A Day at the Racetrack

Each year, I make it a goal to narrow down my state list of herps I've yet to see in the field. One species was of particular interest as its ecology & presence in Michigan are not well understood. That species is the Prairie Racerunner, one of only two lizard species which occur in the state. The Prairie Racerunner is a diurnal species which prefers scrubby areas and sandy substrate for burrowing. In Michigan, the racerunner inhabits one small sand prairie which sparse vegetative cover including grasses, sedges, and prickly pear cactus. Like its name implies, the racerunner is extremely fast and agile. This makes it difficult to apprehend by predators or by the human hand. Because of its extremely limited distribution in Michigan, the Prairie Racerunner is listed as a Threatened species. In early September, I coordinated with a researcher who is working on this population of lizards and was able to join him for an afternoon of observation. It didn't take long to get my first look at one, as I spotted this sub-adult in the process of excavating a burrow.

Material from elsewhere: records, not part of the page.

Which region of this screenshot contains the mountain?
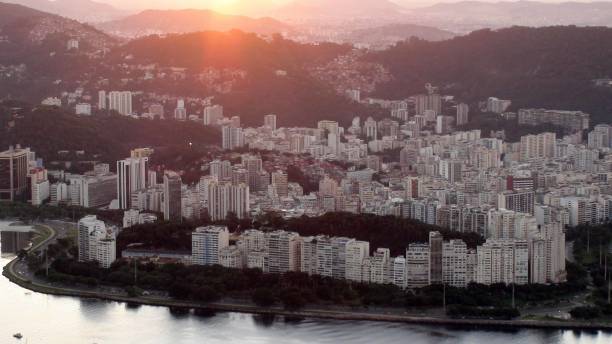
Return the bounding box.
[96,9,291,37]
[0,2,115,48]
[107,31,373,127]
[273,0,406,20]
[0,2,116,101]
[411,1,612,32]
[1,0,128,22]
[0,105,220,165]
[367,26,612,124]
[344,23,455,48]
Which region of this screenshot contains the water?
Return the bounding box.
[1,223,611,344]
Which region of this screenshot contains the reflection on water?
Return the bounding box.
[0,226,612,344]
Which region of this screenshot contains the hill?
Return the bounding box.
[97,9,291,37]
[344,23,455,47]
[273,0,406,20]
[0,2,115,48]
[367,26,612,125]
[111,30,348,71]
[411,1,612,31]
[0,2,116,101]
[0,104,220,165]
[109,31,372,127]
[1,0,128,22]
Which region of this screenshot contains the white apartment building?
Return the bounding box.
[442,240,467,287]
[192,226,230,266]
[406,243,430,288]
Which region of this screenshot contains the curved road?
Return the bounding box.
[4,222,57,284]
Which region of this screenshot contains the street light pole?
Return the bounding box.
[605,255,608,282]
[587,228,590,255]
[134,260,138,285]
[443,283,446,313]
[608,270,612,304]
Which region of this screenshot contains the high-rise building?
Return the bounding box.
[264,114,277,131]
[518,108,589,132]
[241,229,266,253]
[71,174,117,208]
[149,104,164,118]
[477,239,528,285]
[163,171,182,221]
[363,117,377,140]
[300,236,319,276]
[78,215,105,262]
[116,157,148,209]
[498,189,535,215]
[50,182,68,205]
[207,180,231,221]
[271,171,288,197]
[415,92,442,117]
[222,126,245,150]
[530,223,566,284]
[315,236,334,277]
[244,156,262,190]
[435,115,454,134]
[230,183,250,219]
[317,120,339,136]
[174,99,187,121]
[486,97,512,114]
[520,132,556,161]
[209,159,232,180]
[130,148,154,159]
[98,90,106,110]
[442,239,467,287]
[28,167,49,206]
[391,256,407,289]
[230,116,240,128]
[108,91,132,116]
[75,103,92,116]
[265,230,300,274]
[77,215,116,268]
[192,226,230,266]
[203,105,223,125]
[428,231,443,284]
[330,237,353,280]
[219,245,244,269]
[0,146,30,202]
[345,240,369,282]
[406,243,430,288]
[456,103,469,126]
[366,248,390,284]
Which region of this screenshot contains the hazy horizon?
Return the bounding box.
[95,0,612,13]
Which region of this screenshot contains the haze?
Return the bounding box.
[100,0,612,13]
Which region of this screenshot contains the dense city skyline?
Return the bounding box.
[1,0,612,341]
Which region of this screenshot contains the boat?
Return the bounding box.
[13,333,23,339]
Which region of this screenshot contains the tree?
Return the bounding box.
[252,288,276,307]
[570,306,601,320]
[281,289,306,310]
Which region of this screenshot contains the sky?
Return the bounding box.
[99,0,612,12]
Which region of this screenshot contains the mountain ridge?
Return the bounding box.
[96,9,291,37]
[411,1,612,30]
[273,0,406,20]
[1,0,128,22]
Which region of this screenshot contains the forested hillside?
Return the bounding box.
[368,26,612,124]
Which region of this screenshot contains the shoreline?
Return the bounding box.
[3,257,612,331]
[3,221,611,332]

 Prairie Racerunner - Aspidoscelis sexlineatus viridis

These lizards are quite striking, with adult males obtaining a vibrant green coloration on the head and neck. The researcher explained to me that this species often excavates temporary burrows for cover during the night hours and from inclement weather and predators. We watched this individual for fifteen minutes or so, constantly entering the two entrances to the burrow and kicking out sand with his back feet. I was able to slowly move close enough to get this shot as he had just emerged from the burrow. The researcher explained that they try not to handle the animals by hand as much as possible, and even so it is extremely difficult to capture one by hand. The researcher had to take off but allowed me to stick around and shoot as many photos as I wanted. I noticed movement all around me within the sand prairie and realized they were all racerunners. I decided to stand still and wait for one to come within distance to fire a few shots as quickly as I could.

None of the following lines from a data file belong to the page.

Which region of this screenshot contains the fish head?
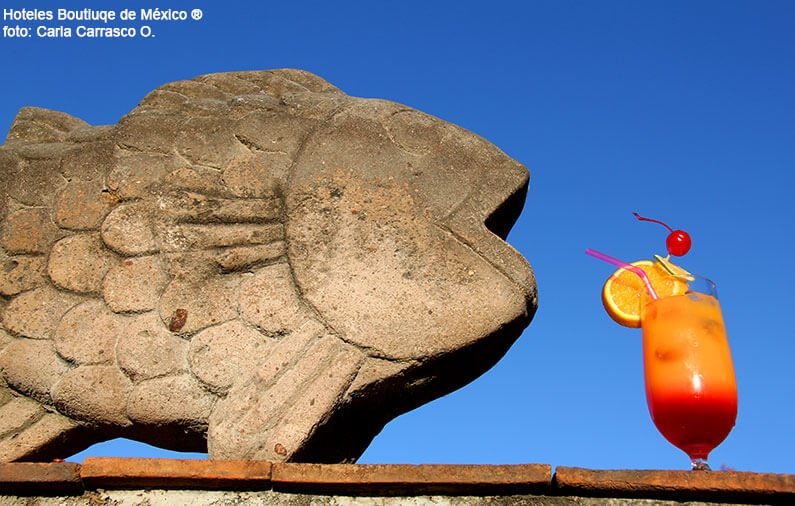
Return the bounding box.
[286,97,537,361]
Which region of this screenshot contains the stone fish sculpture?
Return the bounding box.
[0,69,537,462]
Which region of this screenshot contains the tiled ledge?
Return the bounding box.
[0,458,793,504]
[555,466,794,504]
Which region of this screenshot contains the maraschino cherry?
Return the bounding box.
[633,212,691,257]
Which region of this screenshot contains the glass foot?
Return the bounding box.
[691,458,711,471]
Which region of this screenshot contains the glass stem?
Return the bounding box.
[691,458,711,471]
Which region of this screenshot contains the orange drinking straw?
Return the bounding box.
[585,248,659,300]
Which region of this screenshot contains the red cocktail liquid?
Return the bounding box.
[646,389,737,460]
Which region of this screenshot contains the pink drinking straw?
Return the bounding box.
[585,248,659,300]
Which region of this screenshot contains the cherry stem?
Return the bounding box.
[633,212,674,232]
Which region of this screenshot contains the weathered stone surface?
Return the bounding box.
[47,233,118,294]
[0,339,69,402]
[0,491,721,506]
[53,180,115,230]
[100,202,158,256]
[0,69,536,463]
[106,151,183,200]
[51,365,132,426]
[209,333,364,460]
[4,106,89,144]
[239,262,312,336]
[0,207,61,254]
[54,301,123,365]
[0,396,43,438]
[189,320,275,392]
[0,255,46,296]
[0,329,11,352]
[223,152,293,198]
[2,286,85,339]
[116,312,188,383]
[60,141,114,182]
[216,242,286,272]
[102,256,168,313]
[158,274,243,335]
[127,374,215,427]
[2,158,66,209]
[0,413,84,463]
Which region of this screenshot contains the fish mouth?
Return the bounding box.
[436,137,538,314]
[377,100,537,310]
[452,178,536,306]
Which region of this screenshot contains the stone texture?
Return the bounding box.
[189,320,275,392]
[53,180,115,230]
[0,396,44,438]
[4,106,89,144]
[127,374,215,427]
[209,333,364,460]
[51,365,133,426]
[106,151,183,200]
[0,255,46,296]
[239,262,313,336]
[164,167,229,197]
[158,274,243,335]
[1,285,85,339]
[0,491,713,506]
[216,242,286,272]
[0,207,61,254]
[0,339,69,402]
[223,152,293,198]
[0,69,536,463]
[54,301,122,365]
[0,332,9,355]
[1,158,66,210]
[102,255,168,313]
[47,233,118,294]
[0,412,83,463]
[100,202,158,256]
[60,141,114,182]
[116,312,188,382]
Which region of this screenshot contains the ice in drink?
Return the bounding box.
[642,293,737,461]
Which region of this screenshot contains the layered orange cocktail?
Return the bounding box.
[588,212,738,470]
[642,292,737,463]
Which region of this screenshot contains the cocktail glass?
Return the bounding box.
[641,275,737,470]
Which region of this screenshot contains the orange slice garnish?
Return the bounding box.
[601,260,688,328]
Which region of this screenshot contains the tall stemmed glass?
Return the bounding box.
[641,275,737,470]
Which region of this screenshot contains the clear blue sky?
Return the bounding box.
[2,0,793,473]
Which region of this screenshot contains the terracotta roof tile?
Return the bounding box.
[1,458,793,504]
[272,462,552,495]
[555,466,795,504]
[0,461,82,494]
[80,457,272,490]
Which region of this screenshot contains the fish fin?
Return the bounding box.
[4,106,90,145]
[208,323,364,461]
[0,383,98,462]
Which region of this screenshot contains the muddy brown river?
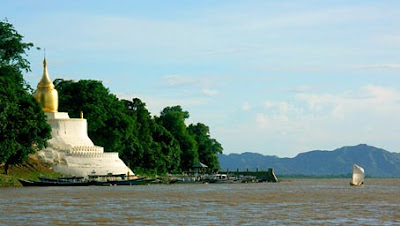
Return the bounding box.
[1,178,399,225]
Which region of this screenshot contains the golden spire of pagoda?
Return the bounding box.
[33,56,58,112]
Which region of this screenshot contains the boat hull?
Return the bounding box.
[106,178,155,185]
[18,179,94,187]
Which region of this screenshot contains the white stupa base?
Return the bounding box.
[38,149,133,177]
[37,112,134,178]
[53,153,132,177]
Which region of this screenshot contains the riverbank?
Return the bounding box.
[0,154,61,187]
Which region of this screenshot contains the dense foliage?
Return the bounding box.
[188,123,222,170]
[0,20,51,174]
[121,98,181,174]
[54,79,129,153]
[55,79,223,174]
[156,106,198,171]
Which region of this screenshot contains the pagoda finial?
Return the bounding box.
[33,52,59,112]
[43,48,47,67]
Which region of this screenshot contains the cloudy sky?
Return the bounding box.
[4,0,400,157]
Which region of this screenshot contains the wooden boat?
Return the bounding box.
[18,178,94,187]
[203,174,238,183]
[88,173,155,186]
[88,173,127,182]
[38,176,85,183]
[106,177,155,185]
[19,174,156,186]
[350,164,365,186]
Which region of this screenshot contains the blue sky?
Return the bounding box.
[3,1,400,157]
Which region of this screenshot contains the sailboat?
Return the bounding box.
[350,164,365,186]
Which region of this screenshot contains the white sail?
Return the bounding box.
[350,164,365,186]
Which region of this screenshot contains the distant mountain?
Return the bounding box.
[218,144,400,177]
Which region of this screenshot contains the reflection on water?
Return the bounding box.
[1,178,399,225]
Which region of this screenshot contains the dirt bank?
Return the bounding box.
[0,154,61,187]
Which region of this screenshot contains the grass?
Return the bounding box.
[0,154,62,187]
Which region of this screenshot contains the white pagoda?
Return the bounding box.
[34,58,133,177]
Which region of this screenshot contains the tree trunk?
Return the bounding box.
[4,162,9,175]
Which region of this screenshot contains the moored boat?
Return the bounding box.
[88,173,155,186]
[203,174,239,183]
[38,176,85,183]
[106,177,156,185]
[18,178,94,187]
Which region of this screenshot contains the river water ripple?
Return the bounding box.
[1,178,399,225]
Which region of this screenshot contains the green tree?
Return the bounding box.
[122,98,181,174]
[188,123,223,171]
[119,99,142,171]
[0,20,51,174]
[152,124,181,173]
[156,106,198,171]
[121,98,158,172]
[0,19,33,72]
[54,79,129,153]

 Prairie Racerunner - Aspidoscelis sexlineatus viridis

Most of the active animals were juveniles like the one photoed above. They exhibit a characteristic light blue tail which can be lost and regrown, similar to the Five-lined Skink. The racerunners rarely stopped moving for more than a second or two, and it took a lot of patience to get the mediocre shots that I did. I watched one adult which was clearly foraging, as it followed a grasshopper into a small shrub and apprehended it. I tried to snap a shot of the order but the lizard moved to fast for me to get a clear shot. I noticed a beautiful adult male later on which escaped before I could fire a photo, but I did get the chance to get within range of this adult female for the best shots I took all day.

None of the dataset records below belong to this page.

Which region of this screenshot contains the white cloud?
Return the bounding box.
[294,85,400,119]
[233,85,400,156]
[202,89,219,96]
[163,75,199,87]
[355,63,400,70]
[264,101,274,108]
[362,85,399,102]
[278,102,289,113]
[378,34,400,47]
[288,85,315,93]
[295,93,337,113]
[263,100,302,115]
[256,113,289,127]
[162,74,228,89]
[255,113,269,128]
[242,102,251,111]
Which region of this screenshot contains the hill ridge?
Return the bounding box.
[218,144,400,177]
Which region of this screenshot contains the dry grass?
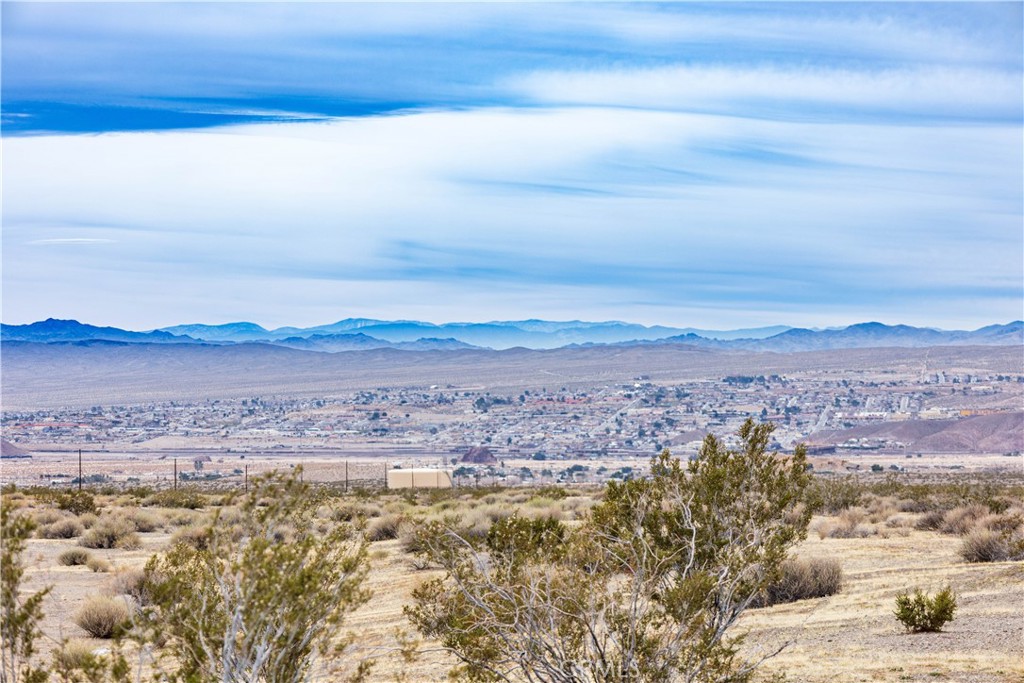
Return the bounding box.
[79,515,142,550]
[58,547,92,566]
[38,517,84,539]
[9,481,1023,683]
[86,556,112,573]
[74,596,131,638]
[52,639,100,671]
[940,504,990,535]
[761,557,844,606]
[107,568,152,605]
[959,529,1013,563]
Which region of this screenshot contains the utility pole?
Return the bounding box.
[344,461,349,493]
[244,464,249,493]
[173,459,178,491]
[78,449,83,491]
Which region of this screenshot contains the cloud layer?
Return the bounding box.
[2,3,1021,329]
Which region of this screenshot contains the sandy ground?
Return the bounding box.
[12,506,1023,683]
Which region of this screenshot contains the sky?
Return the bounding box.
[2,2,1022,331]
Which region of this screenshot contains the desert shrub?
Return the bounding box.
[74,596,130,638]
[38,518,84,539]
[915,509,946,531]
[144,488,203,510]
[366,513,403,542]
[940,504,989,535]
[1,499,50,683]
[884,514,914,529]
[866,496,900,524]
[164,510,200,527]
[107,568,151,605]
[409,420,812,683]
[169,524,213,551]
[78,513,98,529]
[32,509,63,526]
[51,637,132,683]
[761,557,843,606]
[958,529,1011,563]
[976,512,1024,534]
[52,638,97,672]
[144,472,370,683]
[58,548,92,566]
[826,508,875,538]
[86,556,111,573]
[56,490,98,516]
[530,485,568,501]
[894,586,956,632]
[806,475,862,514]
[126,509,162,533]
[79,515,141,550]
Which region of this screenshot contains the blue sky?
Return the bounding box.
[2,2,1021,330]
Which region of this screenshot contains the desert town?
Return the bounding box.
[4,363,1021,489]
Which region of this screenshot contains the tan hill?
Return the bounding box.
[1,439,31,457]
[817,412,1023,453]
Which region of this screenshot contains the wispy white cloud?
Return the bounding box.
[510,65,1022,121]
[1,3,1020,329]
[27,238,117,246]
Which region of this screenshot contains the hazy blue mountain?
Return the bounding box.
[1,318,194,344]
[152,319,791,348]
[157,321,270,341]
[6,319,1020,352]
[655,321,1024,351]
[267,333,481,352]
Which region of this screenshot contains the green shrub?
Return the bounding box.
[144,472,369,683]
[806,475,862,515]
[894,586,957,632]
[1,499,51,683]
[58,548,92,566]
[144,488,204,510]
[409,420,812,683]
[57,490,97,516]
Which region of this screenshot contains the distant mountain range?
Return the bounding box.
[2,318,1020,353]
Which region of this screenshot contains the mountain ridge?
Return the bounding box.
[2,318,1020,352]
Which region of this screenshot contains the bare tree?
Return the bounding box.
[408,419,811,683]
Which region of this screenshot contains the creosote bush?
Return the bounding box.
[894,586,957,633]
[74,596,131,639]
[57,490,98,516]
[408,419,811,683]
[2,499,50,683]
[143,488,204,510]
[143,471,371,683]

 Prairie Racerunner - Aspidoscelis sexlineatus viridis

Here you can see the characteristic black and yellow striped on the dorsum of the racerunner. Juveniles lose the blue coloration of their tails as they age. Racerunners prefer hot, dry conditions and are only active during the warmest parts of the year in Michigan, usually between May and August. The Michigan population is disjunct from the racerunners recognized range, and it is unclear whether or not it is a relict native population or if it is introduced. Continuing research is trying to determine this issue and to better understand the racerunner's ecology in Michigan in order to better manage it in the future.

I ended up seeing close to 50 individuals on this day at best estimate, most of which were a fleeting glimpse like the photo above. I'd like to thank the researcher for allowing me to observe these animals for the afternoon, it's a species I've wanted to see for a long time. Hopefully, the future will be bright for the Prairie Racerunner in Michigan.